Forcing a crashdump from a non-responsive computer using “NotMyFault.exe”

NotMyFault.exe is a Sysinternals tool, that with elevation, can create a Windows bugcheck on demand. The trick though is to be able to run NotMyFault.exe when the system is otherwise non-responsive. If you know that you are going to see a non-responsive state in some amount of reasonable time, an administrator can open an elevated .CMD prompt and run the command line version of NotMyFault.exe, through an interactive logon session. There is also a GUI version of NotMyFault.exe that can be opened elevated, left running, and if you are able to get back to NotMyFault.exe, you may be able to force a bugcheck.
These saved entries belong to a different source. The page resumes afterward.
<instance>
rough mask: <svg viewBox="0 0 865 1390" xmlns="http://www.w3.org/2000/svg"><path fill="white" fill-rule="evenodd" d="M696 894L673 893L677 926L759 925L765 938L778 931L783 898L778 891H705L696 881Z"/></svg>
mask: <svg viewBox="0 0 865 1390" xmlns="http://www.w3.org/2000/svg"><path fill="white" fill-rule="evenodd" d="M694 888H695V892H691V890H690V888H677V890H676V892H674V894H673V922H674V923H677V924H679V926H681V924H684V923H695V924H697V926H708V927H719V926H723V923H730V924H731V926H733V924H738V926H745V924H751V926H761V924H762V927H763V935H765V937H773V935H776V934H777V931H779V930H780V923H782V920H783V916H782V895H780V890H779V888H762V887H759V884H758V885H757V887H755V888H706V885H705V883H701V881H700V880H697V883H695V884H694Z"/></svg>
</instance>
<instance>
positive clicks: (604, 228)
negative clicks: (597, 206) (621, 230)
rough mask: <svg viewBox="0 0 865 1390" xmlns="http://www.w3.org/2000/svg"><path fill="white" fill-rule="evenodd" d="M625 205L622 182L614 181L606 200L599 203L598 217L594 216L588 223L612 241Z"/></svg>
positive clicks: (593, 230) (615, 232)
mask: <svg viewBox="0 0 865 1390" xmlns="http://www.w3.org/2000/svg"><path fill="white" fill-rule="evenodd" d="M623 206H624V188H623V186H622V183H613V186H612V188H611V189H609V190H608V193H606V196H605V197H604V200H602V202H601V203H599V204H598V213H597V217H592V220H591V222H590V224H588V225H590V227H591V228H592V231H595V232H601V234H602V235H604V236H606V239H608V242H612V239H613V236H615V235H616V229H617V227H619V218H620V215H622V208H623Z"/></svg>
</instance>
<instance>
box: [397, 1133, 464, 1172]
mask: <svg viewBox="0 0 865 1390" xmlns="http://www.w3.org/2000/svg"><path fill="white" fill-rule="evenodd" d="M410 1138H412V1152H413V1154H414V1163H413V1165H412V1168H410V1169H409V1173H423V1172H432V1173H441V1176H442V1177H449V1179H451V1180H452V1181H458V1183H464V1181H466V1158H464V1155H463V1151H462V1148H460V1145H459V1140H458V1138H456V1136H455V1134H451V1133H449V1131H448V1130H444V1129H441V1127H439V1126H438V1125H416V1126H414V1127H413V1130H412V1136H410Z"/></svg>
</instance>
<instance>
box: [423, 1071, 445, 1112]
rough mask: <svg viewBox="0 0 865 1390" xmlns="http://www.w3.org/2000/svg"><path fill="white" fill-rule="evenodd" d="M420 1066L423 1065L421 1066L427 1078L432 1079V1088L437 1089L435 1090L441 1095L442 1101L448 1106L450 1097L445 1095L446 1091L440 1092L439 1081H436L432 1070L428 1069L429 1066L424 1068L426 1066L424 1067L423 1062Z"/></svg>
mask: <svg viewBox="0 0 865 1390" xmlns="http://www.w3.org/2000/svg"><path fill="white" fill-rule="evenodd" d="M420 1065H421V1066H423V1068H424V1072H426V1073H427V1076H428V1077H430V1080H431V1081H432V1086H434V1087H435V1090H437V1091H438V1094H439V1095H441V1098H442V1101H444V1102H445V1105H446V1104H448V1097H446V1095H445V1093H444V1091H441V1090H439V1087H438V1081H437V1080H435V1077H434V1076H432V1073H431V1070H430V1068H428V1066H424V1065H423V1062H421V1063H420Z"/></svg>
Some other methods such as starting a scheduled task, or using PSEXEC to start a process remotely probably will not work, because if the system is non-responsive, this usually includes the networking stack.

Summary and conclusions

  • Root cause analysis of unusual OS conditions often require a memory dump file for debugging analysis.
    • In the majority of cases, a “kernel” memory dump (mostly kernel-mode memory), is sufficient.
    • In some cases user-mode memory will be needed as well as kernel-mode. On large memory servers, there are two choices:
      • “Active” memory dump type (Windows 10, Server 2016, or later)
      • Limit active Windows memory for a reproduction cycle using “MSCONFIG”(System Configuration tool).
        • Limit server to 32 GB memory or less temporarily
        • Change memory dump type to “Complete” dump.
        • Set “CrashOnCtrlScroll” registry setting to enable ability to crash the machine with the keyboard
  • The “Active” memory dump type could an important option for large memory servers.
  • Memory dumps larger than 30 or so GB can be very difficult to analyze with the debugging tools. This is why the need to limit to “kernel” dump, “active” dump, or “complete” dump with limited memory.

Hopefully this will help you with your crash dump configurations and collecting the data you need to resolve your issues. Thanks for reading!